My Livre des Sauvages is in three movements, fast-slow-fast, and lasts about 30 minutes. I think of it as a kind of chamber concerto or sinfonia concertante. The ensemble is divided into two with percussion in the middle, and each group, for the most part, is lead by a violin. A lot of the time the violins have the most to do, but I think of them as leaders rather than soloists. Indeed most of the ensemble at one point or another have prominent roles. Certainly, by the end of the piece, the whole group functions as a whole.
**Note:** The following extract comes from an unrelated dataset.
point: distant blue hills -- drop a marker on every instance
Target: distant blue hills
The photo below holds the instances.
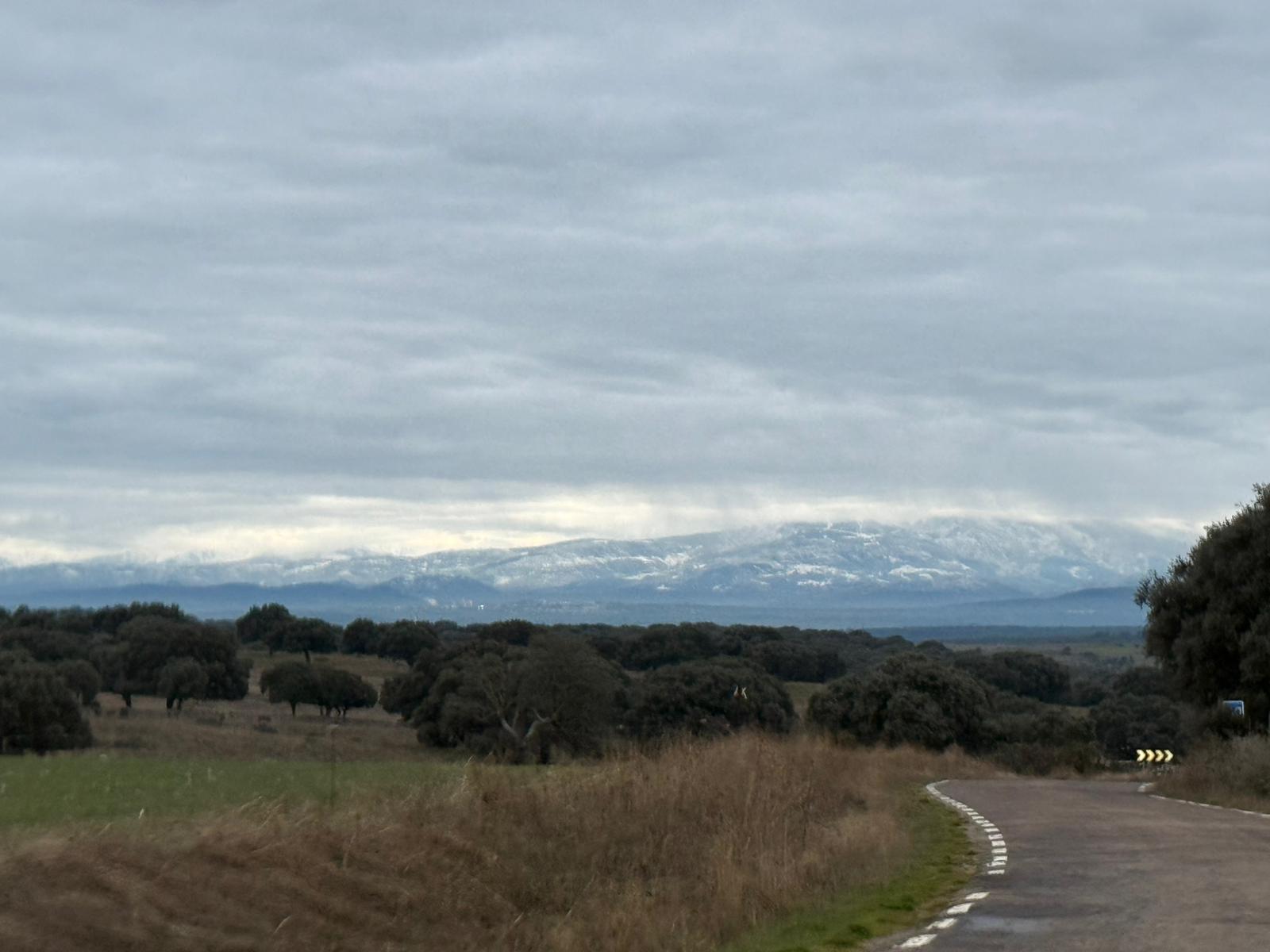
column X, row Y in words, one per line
column 940, row 571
The movements are as follows:
1. “Curious fauna, some of it murderous”
Using pictures and symbols, the unreliable narrative comes in fits and starts, often getting stuck, backtracking, or lurching forward. When things do seem to come into focus, they are highly implausible.
2. “Alchemy or a new religion”
A new set of images seems to show something that should be easy to describe, the religious practices of a new people. However, while the picture is clear, the interpretation is not. Is this a religious ceremony or some sort of arcane scientific endeavor?
3. “Treasure ships and heretical ceremonies”
Starting again, and from a different perspective, it seems clear that visitors have arrived on a foreign shore. They have brought with them things of wonder to trade, and the native people have adopted some of their religious practices - without, of course, recognizing the value or purpose of either.